As can be seen from the above examples, by mutagenizing the methanolic yeast Pichia pastoris host cell GS115 with an EMS mutagen, a host cell in which the methanol induction of pAOX1 is not inhibited by carbon sources such as glucose is obtained, and then, the host cell is used to bind this The multi-expression box containing multiple promoters established by the invention can more easily express foreign proteins in methanolic yeast. Thereby improving work efficiency.

Advantages and effects of the present invention:

The various promoter multi-expression cassettes contained in the methanolic yeast Pichia pastoris expression system established by the present invention can aggregate the excellent characteristics of eukaryotic promoters from various sources, and jointly improve their characteristics and enhance the recombination in the constructed genetic engineering expression strains. The expression level of the foreign protein avoids the disadvantage of some single-promoter expression cassette strains with good expression characteristics but low expression level.

When the multi-promoter multi-expression cassette of the construction contains the pAOX1 promoter, the method of mutagenesis can be used to improve the characteristics of this type of multi-promoter multi-expression cassette engineering strain comprising pAOX1, so that the engineered strain of construction can be used in During the fermentation process, methanol induction and cell growth are carried out simultaneously, which shortens the fermentation time and simplifies the fermentation conditions. At the same time, the expression of foreign proteins is increased through the construction of multiple promoters and multiple expression cassettes. The cost of industrial production is reduced as a whole.

Description of drawings

Figure 1. Human embryonic liver preproHSAcDNA sequence.

Fig. 2. The construction diagram of the HSA yeast recombinant expression plasmid pPIC3.5K-HSA.

Fig. 3. The construction diagram of the HSA yeast recombinant expression plasmid pPIC3-HSA.

Fig. 4. The construction diagram of the HSA yeast recombinant expression plasmid pGAP-HSA.

Fig. 5. SDS-PAGE electrophoresis of glucose non-inhibited HSA engineered bacteria expressing HSA. (1. Low-molecular-weight standard protein; 2. The starting strain for mutagenesis, as a control; 3-7. Respectively, screened non-inhibitory glucose-producing HSA engineering strains).

Figure 6. Comparison of SDS-PAGE electrophoresis between multiple promoter multi-expression cassette strain SIB 121 and single promoter strain GS115/pPIC3-HSA ⁺ expressing HSA (1. Low molecular weight standard protein; 2. Supernatant of SIB121 induced in BMMGY for two days 3. The supernatant of GS115/pPIC3-HSA ⁺ induced in BMMGY for two days, loaded in 10 μl; 4. The supernatant of SIB 121 induced in BMGY for two days, loaded in 10 μl).

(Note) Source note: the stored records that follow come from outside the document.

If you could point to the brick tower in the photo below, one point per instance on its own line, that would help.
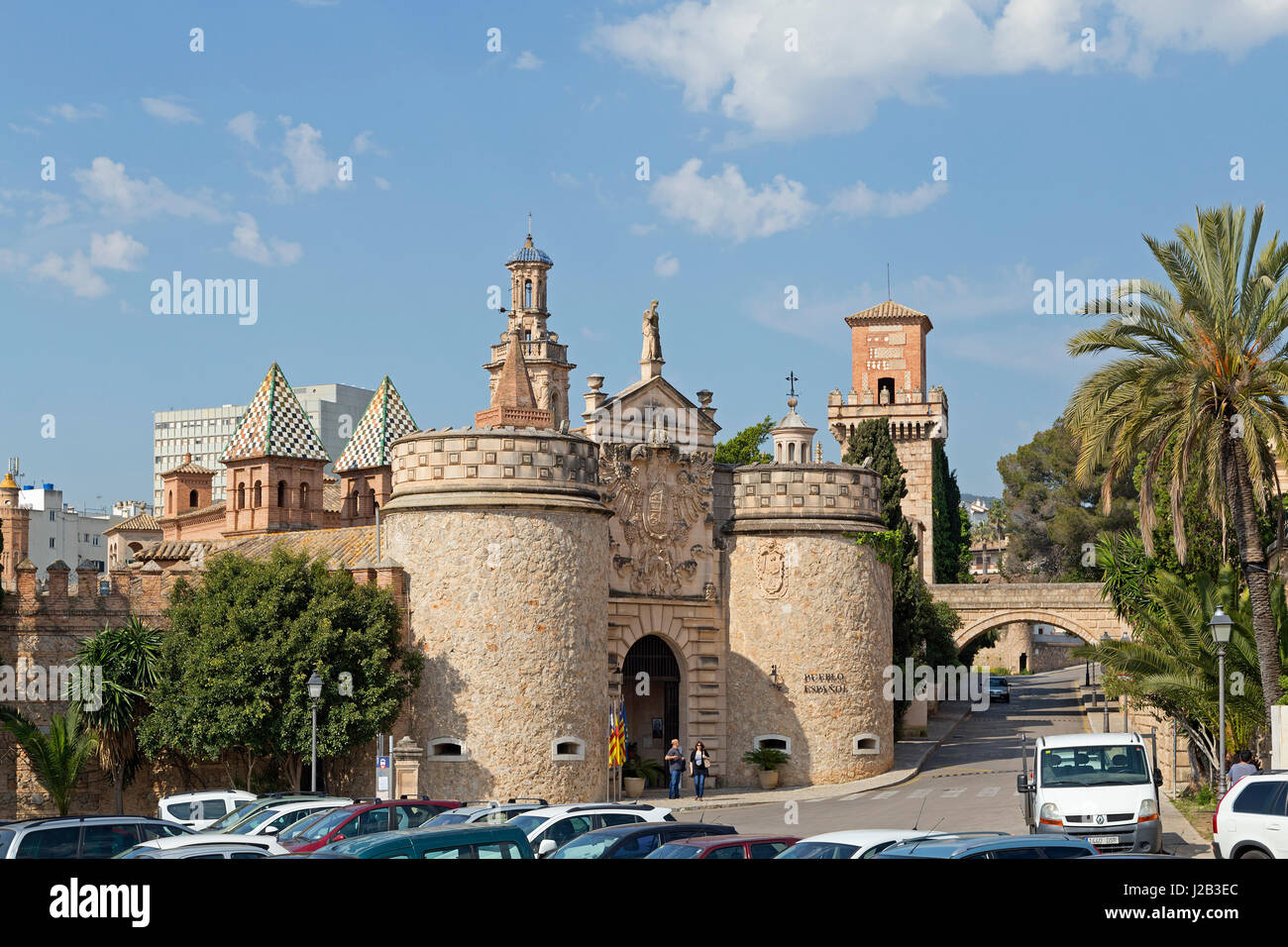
(546, 359)
(888, 361)
(274, 464)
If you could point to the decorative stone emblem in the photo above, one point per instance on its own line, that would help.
(772, 570)
(658, 495)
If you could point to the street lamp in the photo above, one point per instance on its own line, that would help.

Figure 7. SDS-PAGE scanning analysis of multiple promoter multi-expression cassette strain SIB 121 and single promoter strain GS115/pPIC3-HSA ⁺ expressing HSA (1. SIB 121 was induced in BMMGY for two days supernatant, loading 10 μl; 2. The supernatant of GS115/pPIC3-HSA ⁺ induced in BMMGY for two days, loaded 10 μl; 3. The supernatant of SIB 121 induced in BMGY for two days, loaded with 10 μl).

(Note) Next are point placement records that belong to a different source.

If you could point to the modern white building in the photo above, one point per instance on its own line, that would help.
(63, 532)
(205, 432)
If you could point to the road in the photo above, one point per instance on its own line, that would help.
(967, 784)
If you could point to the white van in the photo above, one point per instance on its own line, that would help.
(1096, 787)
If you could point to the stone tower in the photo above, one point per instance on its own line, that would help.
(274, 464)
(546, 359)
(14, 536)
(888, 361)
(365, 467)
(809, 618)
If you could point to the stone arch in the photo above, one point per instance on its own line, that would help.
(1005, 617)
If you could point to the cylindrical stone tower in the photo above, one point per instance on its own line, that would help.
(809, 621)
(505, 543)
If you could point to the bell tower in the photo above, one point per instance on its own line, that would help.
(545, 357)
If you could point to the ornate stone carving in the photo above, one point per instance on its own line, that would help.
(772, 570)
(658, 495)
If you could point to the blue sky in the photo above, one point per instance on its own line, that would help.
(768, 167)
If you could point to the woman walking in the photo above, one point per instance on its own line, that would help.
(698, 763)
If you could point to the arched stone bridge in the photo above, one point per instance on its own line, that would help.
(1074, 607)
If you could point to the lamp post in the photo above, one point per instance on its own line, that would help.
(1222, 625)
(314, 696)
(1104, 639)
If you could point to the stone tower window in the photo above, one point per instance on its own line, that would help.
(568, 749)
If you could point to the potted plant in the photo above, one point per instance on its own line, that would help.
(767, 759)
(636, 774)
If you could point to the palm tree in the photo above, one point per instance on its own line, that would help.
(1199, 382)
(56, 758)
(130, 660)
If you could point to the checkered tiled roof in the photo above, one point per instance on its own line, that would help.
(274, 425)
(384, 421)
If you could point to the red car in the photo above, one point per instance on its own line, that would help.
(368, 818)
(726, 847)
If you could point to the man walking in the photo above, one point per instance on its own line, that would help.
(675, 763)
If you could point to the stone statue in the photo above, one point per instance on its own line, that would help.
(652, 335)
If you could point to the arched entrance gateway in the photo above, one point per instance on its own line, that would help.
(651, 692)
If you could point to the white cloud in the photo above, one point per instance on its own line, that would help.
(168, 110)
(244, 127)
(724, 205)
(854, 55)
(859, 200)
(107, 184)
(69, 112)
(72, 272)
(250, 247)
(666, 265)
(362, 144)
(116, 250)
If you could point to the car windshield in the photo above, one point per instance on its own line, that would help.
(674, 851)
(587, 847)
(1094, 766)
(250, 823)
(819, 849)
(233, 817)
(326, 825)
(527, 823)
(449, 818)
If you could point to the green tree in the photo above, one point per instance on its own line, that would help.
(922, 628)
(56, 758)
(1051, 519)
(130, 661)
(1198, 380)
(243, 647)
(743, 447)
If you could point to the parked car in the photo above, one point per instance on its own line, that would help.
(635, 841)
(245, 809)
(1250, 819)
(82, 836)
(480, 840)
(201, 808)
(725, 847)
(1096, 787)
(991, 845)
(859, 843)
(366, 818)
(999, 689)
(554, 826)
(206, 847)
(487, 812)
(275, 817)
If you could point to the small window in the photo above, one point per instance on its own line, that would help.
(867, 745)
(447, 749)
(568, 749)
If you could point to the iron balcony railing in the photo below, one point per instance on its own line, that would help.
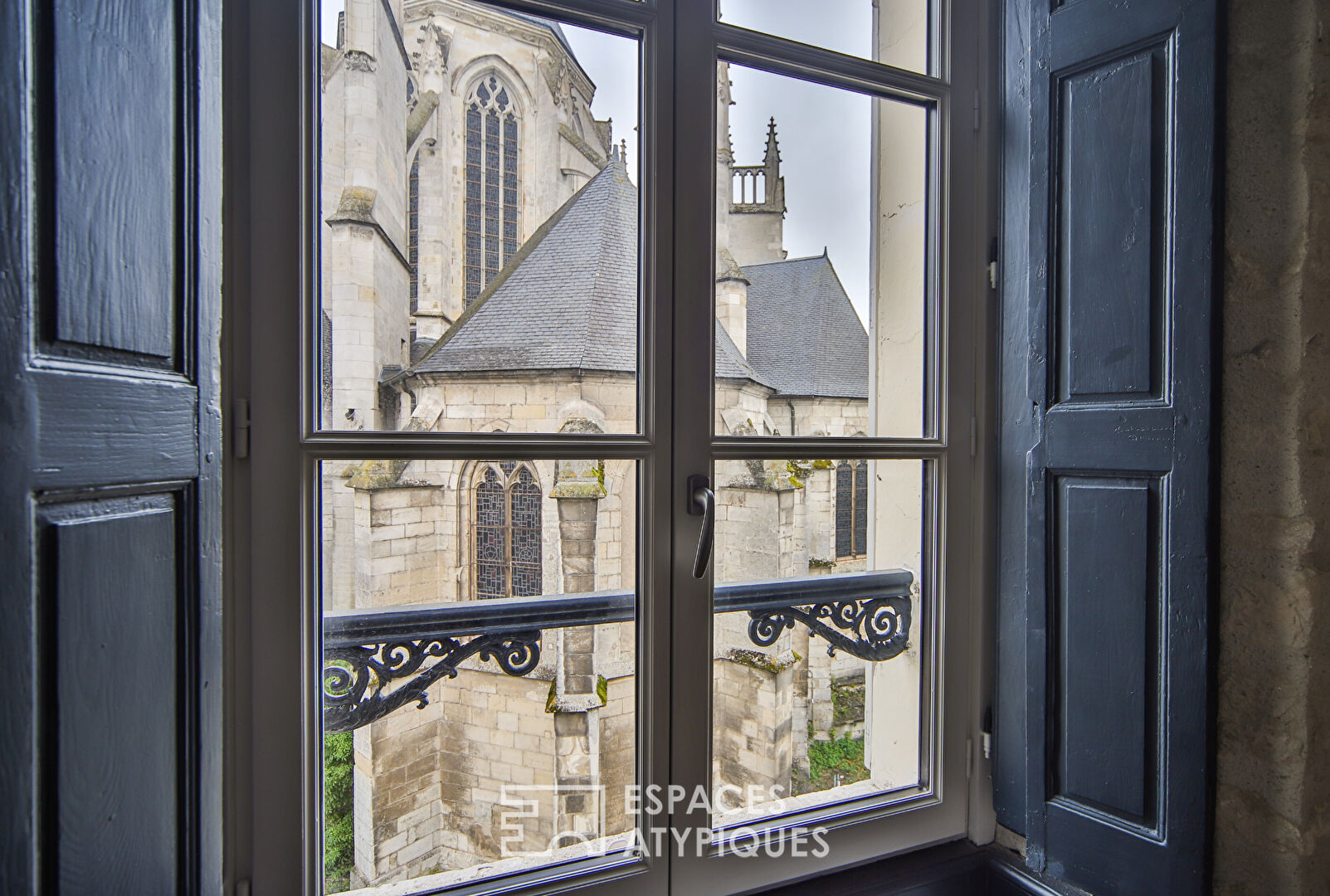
(381, 660)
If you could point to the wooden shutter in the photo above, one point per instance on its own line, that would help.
(110, 450)
(1103, 705)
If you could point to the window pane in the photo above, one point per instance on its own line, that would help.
(822, 304)
(478, 271)
(524, 750)
(844, 26)
(818, 655)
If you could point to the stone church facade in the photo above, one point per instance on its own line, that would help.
(479, 273)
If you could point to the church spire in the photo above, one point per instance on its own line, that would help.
(773, 148)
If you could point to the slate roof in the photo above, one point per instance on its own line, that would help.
(568, 300)
(549, 24)
(804, 337)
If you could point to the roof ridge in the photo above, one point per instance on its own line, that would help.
(787, 261)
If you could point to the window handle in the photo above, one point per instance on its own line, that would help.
(701, 501)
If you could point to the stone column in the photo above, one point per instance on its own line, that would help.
(579, 693)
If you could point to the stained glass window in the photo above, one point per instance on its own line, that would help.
(509, 532)
(851, 508)
(491, 554)
(414, 231)
(491, 203)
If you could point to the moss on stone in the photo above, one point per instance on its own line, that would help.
(555, 705)
(761, 661)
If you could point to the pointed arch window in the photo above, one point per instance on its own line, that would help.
(851, 508)
(491, 200)
(414, 231)
(507, 541)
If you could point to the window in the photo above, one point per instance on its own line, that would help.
(491, 201)
(509, 531)
(851, 508)
(650, 324)
(414, 229)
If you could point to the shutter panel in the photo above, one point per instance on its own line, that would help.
(1103, 705)
(110, 500)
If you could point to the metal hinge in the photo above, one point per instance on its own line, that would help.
(240, 427)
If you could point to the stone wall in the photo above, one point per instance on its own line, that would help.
(430, 783)
(1273, 777)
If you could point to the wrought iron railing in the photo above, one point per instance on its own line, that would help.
(366, 653)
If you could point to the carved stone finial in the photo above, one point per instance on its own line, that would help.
(773, 147)
(434, 46)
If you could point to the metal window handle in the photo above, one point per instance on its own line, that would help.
(701, 501)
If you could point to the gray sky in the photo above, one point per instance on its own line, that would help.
(824, 132)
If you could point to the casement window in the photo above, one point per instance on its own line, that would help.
(661, 681)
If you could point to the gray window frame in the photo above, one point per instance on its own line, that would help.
(273, 692)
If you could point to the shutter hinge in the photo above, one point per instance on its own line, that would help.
(240, 427)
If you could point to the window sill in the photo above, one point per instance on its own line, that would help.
(957, 869)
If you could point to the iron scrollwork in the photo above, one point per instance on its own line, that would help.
(879, 626)
(355, 679)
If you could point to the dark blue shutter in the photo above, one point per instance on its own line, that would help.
(1103, 702)
(110, 447)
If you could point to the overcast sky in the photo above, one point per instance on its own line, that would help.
(824, 132)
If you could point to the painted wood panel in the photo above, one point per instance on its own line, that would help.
(116, 702)
(1108, 300)
(110, 498)
(103, 428)
(1107, 384)
(114, 173)
(1105, 644)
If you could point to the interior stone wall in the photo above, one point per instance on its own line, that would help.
(1273, 796)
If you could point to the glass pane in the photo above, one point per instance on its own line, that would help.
(479, 213)
(472, 726)
(895, 32)
(822, 231)
(820, 635)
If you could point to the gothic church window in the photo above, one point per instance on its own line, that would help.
(414, 231)
(851, 508)
(491, 200)
(507, 543)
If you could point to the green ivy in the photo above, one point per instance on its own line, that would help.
(829, 758)
(338, 845)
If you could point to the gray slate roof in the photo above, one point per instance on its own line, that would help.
(804, 337)
(568, 300)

The present invention can be further illustrated by the following examples, which do not limit the scope of the present invention. Description of experimental materials: (1) Reagents

DNA amplification kit, klenow fragment polymerase and all enzymes used are products of GIBCO BRL company. DNA sequence determination kit and Trizol RNA extraction kit were purchased from Promega. YNB (w/o amino acid) was purchased from DIFCO, G418 and Zeocin were purchased from GIBCO BRL. Wizard plus minipreps DNA plasmid extraction kit and Wizard PCR preps DNA recovery kit are products of Promega. HSA antiserum was provided by this laboratory. The electric conversion instrument CELL-PORATOR is a product of GIBCOBRL company. (2) Plasmids and strains

Plasmids pPIC3, pPIC3.5K and pGAPZαA, methanolic yeast strain Pichia pastorisGS115 (his4Mut ⁺ ) are all products of Invitrogen Company, and plasmid pUC19 and E. Coli DH5αF' strain are preserved in the inventor's laboratory.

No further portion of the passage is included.